Academy of Country Music Awards vocal duo of the year nominee Maddie & Tae are winning praise for bringing a new voice to the scene. They could be any other fresh-face sound trying to make it in country music, but they want some of their fellow stars to sound more respectful, reports CBS News correspondent Jan Crawford.
"Go big or go home" -- Maddie Marlow and Tae Dye say that's the motto behind their message.
"We're calling out the trend, rather than the artists, because a trend is what's happening and it's a pattern and it shifts," Dye said. "It's completely unrealistic and kinda irresponsible. So that's, that's why we wrote the song."
What they call unrealistic and irresponsible covers much of today's country music-- a sound called "bro country."
It's the main game in town, with songs that glorify big trucks, beer and beautiful women.
"We're huge country fans. But we were so sick and tired of how women were portrayed in songs," Marlow said. "You know, the girl's just supposed to sit there and look perfect and be perfect. Not talk, no personality."
"We would just listen to the radio day after day and just think you know like where, where did the value, where did the character go?" Dye added. "So we went to a songwriting session and we made a checklist of all the clichés."
Maddie & Tae take on the bro-country lyrics and throw them right back.
Lyrics from their track "Girl in a Country Song" include, "I hate the way this bikini top chafes. Do I really have to wear it all day?" and "Tell me one more time you, 'Gotta get you some of that.' Sure, I'll slide on over but you're gonna get slapped."
The song ignited a bro-country backlash that made history. Maddie & Tae became the first female duo in nearly a decade whose very first song hit number one.
The Country Music Hall of Fame came calling and CBS News was with Maddie & Tae as they donated their clothes from the song's video.
"I remember when we got the phone call and they were like, 'Hey do you still have your outfits from the video? We want to put them in the Hall of Fame,'" Dye said. "And we were like, 'Are you sure you got the right number?'"
But they're doing more than stirring the pot. Maddie & Tae say country music was ignoring the perspective of young women.
"We realize when we see little girls singing that we're giving them a voice. And so that's really what, like, keeps us pushing," Dye said. "'Cause we're like, okay we can sing and give you a voice and make you be known.'"

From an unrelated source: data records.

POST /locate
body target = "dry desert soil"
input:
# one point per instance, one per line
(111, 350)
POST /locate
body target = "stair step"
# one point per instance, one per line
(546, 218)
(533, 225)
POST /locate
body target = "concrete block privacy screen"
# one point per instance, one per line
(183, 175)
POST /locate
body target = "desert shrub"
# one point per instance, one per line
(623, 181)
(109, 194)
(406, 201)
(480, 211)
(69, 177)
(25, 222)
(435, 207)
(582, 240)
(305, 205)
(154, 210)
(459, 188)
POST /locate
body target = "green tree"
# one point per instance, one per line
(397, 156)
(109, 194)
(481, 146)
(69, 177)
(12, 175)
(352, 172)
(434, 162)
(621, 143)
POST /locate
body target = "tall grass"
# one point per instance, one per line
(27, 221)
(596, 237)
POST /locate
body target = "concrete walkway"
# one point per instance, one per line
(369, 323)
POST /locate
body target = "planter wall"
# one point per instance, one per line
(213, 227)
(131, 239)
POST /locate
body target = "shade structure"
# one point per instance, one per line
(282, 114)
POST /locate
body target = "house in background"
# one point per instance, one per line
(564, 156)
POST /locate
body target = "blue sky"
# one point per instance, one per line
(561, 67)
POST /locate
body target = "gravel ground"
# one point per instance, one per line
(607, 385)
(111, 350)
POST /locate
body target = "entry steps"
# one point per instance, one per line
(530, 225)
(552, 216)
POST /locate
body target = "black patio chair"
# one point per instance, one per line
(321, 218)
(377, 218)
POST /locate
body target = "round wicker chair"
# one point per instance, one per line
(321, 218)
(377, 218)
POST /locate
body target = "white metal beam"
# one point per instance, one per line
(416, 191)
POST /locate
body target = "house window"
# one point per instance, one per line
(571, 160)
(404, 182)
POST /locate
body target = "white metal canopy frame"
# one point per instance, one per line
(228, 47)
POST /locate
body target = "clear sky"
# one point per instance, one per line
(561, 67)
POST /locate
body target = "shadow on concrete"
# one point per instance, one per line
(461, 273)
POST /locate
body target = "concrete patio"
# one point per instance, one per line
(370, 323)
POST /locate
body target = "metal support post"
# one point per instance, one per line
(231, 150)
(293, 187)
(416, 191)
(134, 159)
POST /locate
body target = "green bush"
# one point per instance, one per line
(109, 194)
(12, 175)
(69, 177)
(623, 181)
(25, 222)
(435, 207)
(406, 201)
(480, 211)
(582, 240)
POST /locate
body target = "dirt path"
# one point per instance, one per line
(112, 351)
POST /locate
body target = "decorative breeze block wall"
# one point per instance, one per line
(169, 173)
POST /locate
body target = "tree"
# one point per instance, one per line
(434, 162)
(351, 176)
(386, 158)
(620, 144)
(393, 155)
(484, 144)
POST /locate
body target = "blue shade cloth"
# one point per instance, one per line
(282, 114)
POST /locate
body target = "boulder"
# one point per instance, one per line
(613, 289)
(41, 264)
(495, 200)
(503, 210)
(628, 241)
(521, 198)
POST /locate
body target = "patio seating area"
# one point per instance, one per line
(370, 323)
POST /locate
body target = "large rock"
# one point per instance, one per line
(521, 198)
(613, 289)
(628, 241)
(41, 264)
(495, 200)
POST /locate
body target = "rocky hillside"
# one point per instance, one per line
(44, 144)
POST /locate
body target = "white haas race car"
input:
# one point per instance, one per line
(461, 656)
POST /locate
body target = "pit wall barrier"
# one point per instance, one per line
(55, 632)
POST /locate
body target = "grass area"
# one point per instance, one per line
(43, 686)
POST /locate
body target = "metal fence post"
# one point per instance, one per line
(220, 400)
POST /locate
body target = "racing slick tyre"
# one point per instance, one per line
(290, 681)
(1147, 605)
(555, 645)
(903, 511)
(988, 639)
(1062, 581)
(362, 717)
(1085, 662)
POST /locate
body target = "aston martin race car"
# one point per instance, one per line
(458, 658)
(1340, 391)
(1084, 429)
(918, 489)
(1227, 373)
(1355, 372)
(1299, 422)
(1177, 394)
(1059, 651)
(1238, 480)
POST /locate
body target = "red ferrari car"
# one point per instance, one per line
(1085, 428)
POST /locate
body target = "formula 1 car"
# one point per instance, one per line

If you're wondering what's behind their confidence, they point to their upbringing. Marlow was raised in Texas by a mother who worked in the oil and gas industry. Dye grew up in Oklahoma with older brothers.
Both took voice lessons in Dallas where their teacher introduced them. They joined forces and made a big move together.
"We were 17 years old, moved to Nashville completely on our own," Marlow said. "You know trying to figure out how to pay bills and how to fix a broken AC unit and--,"
"What to do when your apartment floods," Dye added.
Marlow said it wasn't easy managing all those "grown up things" and trying to make a name for themselves in Nashville.
That experience inspired their second single, "Fly" an uplifting song that encourages people to hold on through the tough times.
Despite the huge hit, they don't feel any more pressure.
"For us, it's mainly about just getting to tell our stories. And if we can release a song that's true to us and our fans relate and then maybe it doesn't get high on the charts, that's really not important to us," Dye said.
To them, it's a hit whether it tops the charts or not.
"And as long as we get to say what we want to say and we're very passionate about it, that's all that matters," Dye said.